At the suggestion of a plot holder, this article has been re-written to make it more readable for people with dyslexia. Further details have also been added.
Happily, most plot holders on PPA enjoy friendly relations with their neighbours. They also have problem free dealings with PPAA Committee, and with the Council, simply by following the terms of their tenancies.
From time to time though, problems will always emerge, which can’t be settled by anything that the sufferer might do or say themselves. So they will turn to others for help.
There are three kinds of wrongs, where something can be done if there’s evidence:
- Crimes
If a plot holder should be the victim of a crime (for instance if tools, produce, or something else were stolen from their plot), then they would need evidence of that crime. If they had that, then it would be up to them to report it to the police. PPAA Committee have found that the police won’t usually act on someone else’s reporting it for them. For one thing, the police would likely see that as hearsay, and that isn’t admissible in Court.
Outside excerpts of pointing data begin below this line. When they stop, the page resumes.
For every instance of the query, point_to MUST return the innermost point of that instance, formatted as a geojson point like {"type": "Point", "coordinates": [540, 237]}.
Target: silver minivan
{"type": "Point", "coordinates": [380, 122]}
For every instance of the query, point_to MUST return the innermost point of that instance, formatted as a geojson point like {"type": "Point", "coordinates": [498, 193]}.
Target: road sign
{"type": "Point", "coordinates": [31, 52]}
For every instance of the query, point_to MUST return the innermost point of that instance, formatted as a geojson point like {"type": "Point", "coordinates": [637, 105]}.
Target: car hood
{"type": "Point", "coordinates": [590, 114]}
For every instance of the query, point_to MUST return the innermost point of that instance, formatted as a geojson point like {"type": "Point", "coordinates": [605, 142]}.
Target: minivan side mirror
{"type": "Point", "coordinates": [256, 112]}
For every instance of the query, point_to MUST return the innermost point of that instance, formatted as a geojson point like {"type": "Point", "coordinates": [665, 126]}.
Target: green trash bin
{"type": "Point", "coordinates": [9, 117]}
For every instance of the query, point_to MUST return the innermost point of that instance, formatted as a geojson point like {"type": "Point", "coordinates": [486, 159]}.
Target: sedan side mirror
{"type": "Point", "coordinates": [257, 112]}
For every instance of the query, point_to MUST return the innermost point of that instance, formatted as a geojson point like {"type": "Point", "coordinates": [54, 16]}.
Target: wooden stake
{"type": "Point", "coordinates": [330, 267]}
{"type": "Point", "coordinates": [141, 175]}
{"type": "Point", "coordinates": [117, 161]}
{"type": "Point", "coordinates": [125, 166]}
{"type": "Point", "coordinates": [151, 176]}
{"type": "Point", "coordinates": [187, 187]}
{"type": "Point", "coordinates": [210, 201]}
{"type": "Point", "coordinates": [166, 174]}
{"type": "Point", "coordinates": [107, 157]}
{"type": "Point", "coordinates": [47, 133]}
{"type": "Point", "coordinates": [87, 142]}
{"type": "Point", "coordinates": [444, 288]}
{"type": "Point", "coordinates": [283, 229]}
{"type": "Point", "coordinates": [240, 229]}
However, if the plot holder were to report it, then it would be helpful to everyone on the site if they also informed PPAA Committee, so that any due warnings could be announced.
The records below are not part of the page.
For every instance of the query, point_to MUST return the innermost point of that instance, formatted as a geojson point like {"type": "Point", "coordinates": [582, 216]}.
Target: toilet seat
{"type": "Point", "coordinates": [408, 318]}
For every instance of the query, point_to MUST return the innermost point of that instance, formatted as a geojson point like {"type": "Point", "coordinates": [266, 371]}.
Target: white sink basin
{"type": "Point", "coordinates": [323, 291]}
All that said, if it were to be a plot holder, and not an intruder, who committed a crime on site, then they would also be seriously in breach of the allotments rules. So if anyone were to have reliable evidence of such a thing, then besides the police, they should also notify the Council and PPAA Committee.
If the police took the matter seriously, and issued a crime number, and especially if the offender were convicted, then the Council could be in a position to end their tenancy.
- Civil wrongs
A plot holder might have a reason to take action against another under civil law, over something wrong, but which wasn’t a police matter because it wasn’t a crime. (Say, someone had posted damaging lies about them on social media.) Again, it would be their responsibility to take the needed legal action, usually by hiring a lawyer to take up the case. They would need to convince him or her that the facts were as they claimed too. Without other complications, this also wouldn’t be the concern of either PPAA Committee or the Council.
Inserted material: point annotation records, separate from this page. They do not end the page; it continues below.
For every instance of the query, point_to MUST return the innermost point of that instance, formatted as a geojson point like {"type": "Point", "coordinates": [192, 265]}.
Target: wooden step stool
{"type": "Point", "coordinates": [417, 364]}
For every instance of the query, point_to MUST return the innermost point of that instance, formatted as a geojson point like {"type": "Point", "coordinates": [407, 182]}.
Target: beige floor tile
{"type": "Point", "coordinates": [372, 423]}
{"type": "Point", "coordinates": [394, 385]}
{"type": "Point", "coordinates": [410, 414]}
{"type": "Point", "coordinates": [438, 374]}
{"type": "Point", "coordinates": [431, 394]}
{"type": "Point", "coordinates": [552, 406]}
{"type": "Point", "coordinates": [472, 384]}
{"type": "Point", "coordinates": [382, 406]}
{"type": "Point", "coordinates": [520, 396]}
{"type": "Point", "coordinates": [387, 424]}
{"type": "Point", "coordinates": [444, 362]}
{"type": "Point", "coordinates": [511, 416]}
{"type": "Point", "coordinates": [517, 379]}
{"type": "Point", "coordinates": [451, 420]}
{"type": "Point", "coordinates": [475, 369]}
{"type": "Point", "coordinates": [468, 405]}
- Problems caused by people who break the rules of tenancy (or the terms of a Local Management Agreement)
A plot holder could be caused problems by another tenant’s breaking the rules of tenancy, say by the growing of tall trees causing shading nuisance. If neither the plot holder themselves nor PPAA Committee could settle things, then the matter should be brought to the attention of the Council’s Allotments Officer. This is because the Tenancy Agreement is between the tenant and the Council, and not with PPAA Committee. In some cases PPAA Committee would refer it, but in others the displeased plot holder might wish to do that themselves, perhaps because their complaint was about someone who happened to be a Committee member.
(A plot holder could also have grounds to complain to the Council, if they had evidence that a Committee member had intentionally broken the terms of a Local Management Agreement for the site, say by the occupation of plots, off the record, for their own purposes.)
Plot holders should know, that if an accusation to the Council should be made against any plot holder by another, then the following would be likely to happen:
- If the council officer thought that there were possible substance to the complaint, then they would contact the accused.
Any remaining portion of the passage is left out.